Tanking costumava ser um esporte de cavalheiros.
É o tema quente que tomou conta da NBA durante o fim de semana do All-Star, já que um terço da liga está perdendo jogos intencionalmente para um melhor posicionamento no draft.
E é difícil culpar as equipes.
O Oklahoma City Thunder é o favorito nas apostas para se repetir como campeão da NBA. O Cleveland Cavaliers é o favorito para vencer a Conferência Leste.
Era uma vez, não muito tempo atrás, essas duas equipes estavam no fundo do poço na NBA. O Thunder trocou Paul George e aceitou seu futuro como um time de basquete ruim.
Claro, o desenvolvimento de Shai Gilgeous-Alexander como MVP da NBA ajudou as coisas. Da mesma forma, os Cavaliers perderam LeBron James e adquiriram Kevin Love, abrindo caminho para anos dolorosos que resultaram na escolha e troca do draft por Donovan Mitchell.
Depois que George foi demitido, o Thunder não venceu nem 50 jogos em 2019. Steven Adams e Danilo Gallinari jogaram minutos significativos em quadra com jogadores como Nerlins Noel, Chris Paul e Terrance Ferguson. Naquela temporada, os Cavaliers venceram apenas 19 jogos. Eles jogaram contra Cedi Osman e Dante Exum por minutos significativos.

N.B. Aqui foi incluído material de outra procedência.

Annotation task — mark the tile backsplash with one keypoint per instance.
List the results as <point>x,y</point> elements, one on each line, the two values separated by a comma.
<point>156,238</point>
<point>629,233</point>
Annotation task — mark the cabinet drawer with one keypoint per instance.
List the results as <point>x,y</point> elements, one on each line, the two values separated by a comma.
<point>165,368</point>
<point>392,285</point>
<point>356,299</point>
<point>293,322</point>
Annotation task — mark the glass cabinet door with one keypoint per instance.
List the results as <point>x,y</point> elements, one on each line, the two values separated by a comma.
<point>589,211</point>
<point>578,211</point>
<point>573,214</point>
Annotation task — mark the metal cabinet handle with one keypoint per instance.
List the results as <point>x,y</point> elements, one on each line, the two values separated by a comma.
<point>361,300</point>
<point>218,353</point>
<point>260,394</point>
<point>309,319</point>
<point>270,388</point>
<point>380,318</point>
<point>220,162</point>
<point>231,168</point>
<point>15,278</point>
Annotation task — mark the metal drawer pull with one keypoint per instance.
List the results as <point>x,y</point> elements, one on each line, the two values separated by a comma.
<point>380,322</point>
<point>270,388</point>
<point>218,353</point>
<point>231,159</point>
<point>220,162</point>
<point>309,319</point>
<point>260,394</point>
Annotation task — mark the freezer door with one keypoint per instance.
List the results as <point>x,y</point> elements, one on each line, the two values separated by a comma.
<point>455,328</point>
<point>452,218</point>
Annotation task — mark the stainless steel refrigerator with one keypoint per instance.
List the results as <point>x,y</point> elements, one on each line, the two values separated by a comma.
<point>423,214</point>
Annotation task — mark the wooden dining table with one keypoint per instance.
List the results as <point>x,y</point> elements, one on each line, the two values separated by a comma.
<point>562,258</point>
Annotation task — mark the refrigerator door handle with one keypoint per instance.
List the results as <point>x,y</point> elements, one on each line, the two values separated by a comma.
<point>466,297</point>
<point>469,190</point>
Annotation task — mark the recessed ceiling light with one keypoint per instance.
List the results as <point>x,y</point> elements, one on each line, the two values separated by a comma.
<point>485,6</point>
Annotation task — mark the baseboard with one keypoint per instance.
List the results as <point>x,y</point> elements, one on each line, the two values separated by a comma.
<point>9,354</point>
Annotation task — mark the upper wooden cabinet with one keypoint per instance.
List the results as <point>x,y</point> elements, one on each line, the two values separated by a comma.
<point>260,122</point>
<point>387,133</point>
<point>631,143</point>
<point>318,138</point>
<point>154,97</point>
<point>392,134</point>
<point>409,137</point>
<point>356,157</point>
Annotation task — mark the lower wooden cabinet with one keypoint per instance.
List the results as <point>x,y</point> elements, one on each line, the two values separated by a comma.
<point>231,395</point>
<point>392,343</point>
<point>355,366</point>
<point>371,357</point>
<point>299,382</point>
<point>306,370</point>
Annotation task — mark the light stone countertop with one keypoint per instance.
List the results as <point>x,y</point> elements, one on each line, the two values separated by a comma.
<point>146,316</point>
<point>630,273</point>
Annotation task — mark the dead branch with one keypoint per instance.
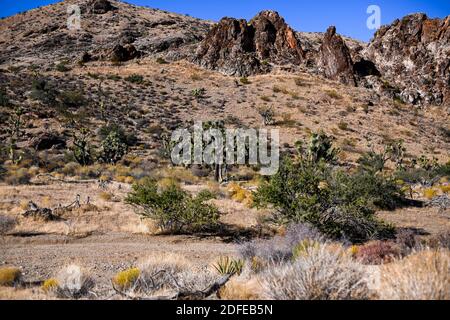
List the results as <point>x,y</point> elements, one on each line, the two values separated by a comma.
<point>181,295</point>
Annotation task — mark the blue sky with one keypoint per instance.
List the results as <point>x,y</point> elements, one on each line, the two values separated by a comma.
<point>349,16</point>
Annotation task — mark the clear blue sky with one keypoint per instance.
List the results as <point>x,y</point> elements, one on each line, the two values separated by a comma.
<point>349,16</point>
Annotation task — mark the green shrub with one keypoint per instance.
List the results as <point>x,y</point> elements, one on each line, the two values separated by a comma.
<point>135,78</point>
<point>113,148</point>
<point>268,115</point>
<point>72,99</point>
<point>124,280</point>
<point>81,148</point>
<point>226,266</point>
<point>244,80</point>
<point>128,138</point>
<point>338,203</point>
<point>161,61</point>
<point>62,67</point>
<point>173,209</point>
<point>9,276</point>
<point>4,100</point>
<point>198,93</point>
<point>43,91</point>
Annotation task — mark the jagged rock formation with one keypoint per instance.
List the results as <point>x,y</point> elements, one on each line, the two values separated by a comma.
<point>123,53</point>
<point>413,55</point>
<point>236,47</point>
<point>334,59</point>
<point>100,6</point>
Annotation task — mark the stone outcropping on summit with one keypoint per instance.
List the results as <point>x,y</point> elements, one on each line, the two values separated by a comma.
<point>334,58</point>
<point>413,54</point>
<point>241,48</point>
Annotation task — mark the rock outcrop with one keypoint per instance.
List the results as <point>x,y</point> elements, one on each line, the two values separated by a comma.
<point>334,58</point>
<point>241,48</point>
<point>123,53</point>
<point>100,6</point>
<point>413,55</point>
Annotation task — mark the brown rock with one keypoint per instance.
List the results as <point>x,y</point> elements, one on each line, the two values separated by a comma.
<point>334,59</point>
<point>241,48</point>
<point>123,53</point>
<point>275,40</point>
<point>413,54</point>
<point>100,6</point>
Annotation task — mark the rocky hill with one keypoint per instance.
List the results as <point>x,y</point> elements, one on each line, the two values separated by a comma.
<point>153,71</point>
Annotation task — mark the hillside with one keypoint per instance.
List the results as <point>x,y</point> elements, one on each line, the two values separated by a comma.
<point>85,114</point>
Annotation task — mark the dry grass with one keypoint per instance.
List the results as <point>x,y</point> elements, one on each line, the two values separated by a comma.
<point>318,274</point>
<point>74,282</point>
<point>10,276</point>
<point>7,224</point>
<point>167,273</point>
<point>424,275</point>
<point>240,288</point>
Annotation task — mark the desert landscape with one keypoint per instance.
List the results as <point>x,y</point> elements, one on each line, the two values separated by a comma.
<point>92,207</point>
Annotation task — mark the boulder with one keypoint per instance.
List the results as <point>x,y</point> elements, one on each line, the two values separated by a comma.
<point>334,59</point>
<point>122,53</point>
<point>240,48</point>
<point>413,54</point>
<point>100,6</point>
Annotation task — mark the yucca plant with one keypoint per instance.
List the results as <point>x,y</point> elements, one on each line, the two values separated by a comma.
<point>229,266</point>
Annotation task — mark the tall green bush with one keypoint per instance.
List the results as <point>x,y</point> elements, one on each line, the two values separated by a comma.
<point>173,209</point>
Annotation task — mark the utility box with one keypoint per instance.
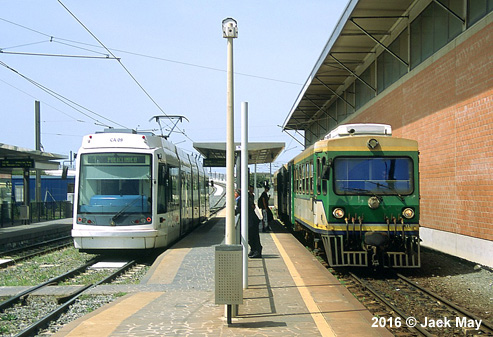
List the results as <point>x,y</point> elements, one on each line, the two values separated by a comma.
<point>229,274</point>
<point>23,212</point>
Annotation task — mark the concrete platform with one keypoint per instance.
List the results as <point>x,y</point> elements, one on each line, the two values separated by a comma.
<point>289,294</point>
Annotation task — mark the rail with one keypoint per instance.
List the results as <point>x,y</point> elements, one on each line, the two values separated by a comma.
<point>15,214</point>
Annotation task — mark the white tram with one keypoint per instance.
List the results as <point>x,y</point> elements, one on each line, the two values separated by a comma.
<point>135,191</point>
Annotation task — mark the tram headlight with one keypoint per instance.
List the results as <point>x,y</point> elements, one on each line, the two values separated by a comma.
<point>338,213</point>
<point>408,213</point>
<point>372,143</point>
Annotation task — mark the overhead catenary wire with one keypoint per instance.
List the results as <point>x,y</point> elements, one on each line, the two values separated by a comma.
<point>54,39</point>
<point>51,106</point>
<point>63,99</point>
<point>121,63</point>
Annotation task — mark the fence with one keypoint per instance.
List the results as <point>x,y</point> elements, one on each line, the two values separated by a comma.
<point>12,214</point>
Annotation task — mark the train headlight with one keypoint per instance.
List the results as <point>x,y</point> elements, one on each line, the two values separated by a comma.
<point>373,202</point>
<point>372,143</point>
<point>408,213</point>
<point>338,213</point>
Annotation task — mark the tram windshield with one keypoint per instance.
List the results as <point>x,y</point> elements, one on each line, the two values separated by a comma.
<point>115,183</point>
<point>373,176</point>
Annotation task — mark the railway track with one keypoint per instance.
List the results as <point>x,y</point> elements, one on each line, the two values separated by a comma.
<point>407,309</point>
<point>14,256</point>
<point>52,309</point>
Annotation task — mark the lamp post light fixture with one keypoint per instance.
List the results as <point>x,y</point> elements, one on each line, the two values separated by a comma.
<point>230,32</point>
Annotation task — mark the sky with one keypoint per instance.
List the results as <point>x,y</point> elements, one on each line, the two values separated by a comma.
<point>172,60</point>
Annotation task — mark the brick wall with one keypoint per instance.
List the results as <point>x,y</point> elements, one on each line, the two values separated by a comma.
<point>448,108</point>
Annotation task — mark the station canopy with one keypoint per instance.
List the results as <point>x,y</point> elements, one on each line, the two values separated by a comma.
<point>258,153</point>
<point>365,26</point>
<point>14,157</point>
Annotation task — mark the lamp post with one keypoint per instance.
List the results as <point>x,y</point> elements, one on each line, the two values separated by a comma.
<point>230,32</point>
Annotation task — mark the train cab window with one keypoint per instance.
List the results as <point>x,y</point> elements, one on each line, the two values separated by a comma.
<point>373,176</point>
<point>324,173</point>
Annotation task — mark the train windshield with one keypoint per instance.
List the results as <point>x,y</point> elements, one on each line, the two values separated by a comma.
<point>115,183</point>
<point>373,176</point>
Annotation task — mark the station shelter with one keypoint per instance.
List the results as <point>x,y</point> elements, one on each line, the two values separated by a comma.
<point>426,68</point>
<point>258,153</point>
<point>20,161</point>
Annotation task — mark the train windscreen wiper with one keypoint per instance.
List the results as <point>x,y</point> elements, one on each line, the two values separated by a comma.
<point>387,187</point>
<point>127,206</point>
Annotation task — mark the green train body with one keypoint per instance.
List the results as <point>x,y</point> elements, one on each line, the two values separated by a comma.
<point>358,191</point>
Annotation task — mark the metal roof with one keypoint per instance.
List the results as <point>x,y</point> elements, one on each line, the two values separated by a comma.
<point>258,153</point>
<point>42,160</point>
<point>365,26</point>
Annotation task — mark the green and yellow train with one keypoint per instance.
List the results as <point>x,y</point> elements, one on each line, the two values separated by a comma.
<point>358,191</point>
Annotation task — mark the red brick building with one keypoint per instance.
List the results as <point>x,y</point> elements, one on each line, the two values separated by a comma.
<point>426,68</point>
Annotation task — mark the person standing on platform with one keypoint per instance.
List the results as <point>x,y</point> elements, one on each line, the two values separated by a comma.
<point>267,216</point>
<point>253,232</point>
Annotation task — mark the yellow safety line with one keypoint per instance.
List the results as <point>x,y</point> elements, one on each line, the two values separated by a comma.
<point>104,323</point>
<point>323,326</point>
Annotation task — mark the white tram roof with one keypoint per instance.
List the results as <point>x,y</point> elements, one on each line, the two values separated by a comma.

Mas os Cavaliers e o Thunder se reconstruíram através do draft da NBA. Eles não tinham jogadores superestrelas para desligar.
Na semana passada, a reconstrução do Utah Jazz garantiu Jaron Jackson Jr. Na quarta-feira, o O Dallas Mavericks fechou Kyrie Irving..
Após o escândalo do tanking, o comissário da NBA Adam Silver multou equipes como Jazz e Indiana Pacers. Mas ele também está ameaçando eliminar as escolhas do draft, ou mesmo o draft da NBA, tornando os agentes livres novatos livres para assinar com qualquer time.
Ironicamente, eliminar o draft provavelmente prejudicaria times menores do mercado, incluindo Thunder e Cavaliers, que seriam os favoritos nas apostas para se enfrentarem nas finais da NBA nesta temporada.
Então, talvez tankar não seja o problema? Em vez disso, as equipes devem penalizar os jogadores do banco. Claro, é uma longa temporada. Muito tempo, na verdade. Você não pode forçar as pessoas a jogarem devido a lesões.
Mas digamos que você seja um grande fã de basquete em Utah. Você finalmente recebe boas notícias de que o time está contratando um grande talento em Jackson, apenas para vê-lo encerrado nesta temporada.
Ou pior. Digamos que você seja fã de basquete em Billings, Montana. Claro, você pode não ter um grande interesse em uma equipe específica. Mas você se senta para assistir Cooper Flagg, um dos futuros rostos da liga, se preparar para o Mavericks. E ele está na quadra sozinho porque Dallas trocou Anthony Davis com o Washington Wizards (que provavelmente o prenderá durante a temporada) e Irving também está fora deste ano.
A NBA é uma liga que existe por causa de craques. Basta perguntar a Magic Johnson e Larry Bird, que quase sozinhos reviveram a liga. Ou pergunte a LeBron James, que tem lidado com a pressão de ser o rosto do basquete desde que Michael Jordan se aposentou.
A liga não pode se dar ao luxo de acomodar seus superstars, então times gananciosos podem buscar escolhas no draft. Não há razão para sintonizar os jogos. Ser um time ruim é uma coisa. Mas manter os meninos intencionalmente fora? É aqui que reside o verdadeiro problema.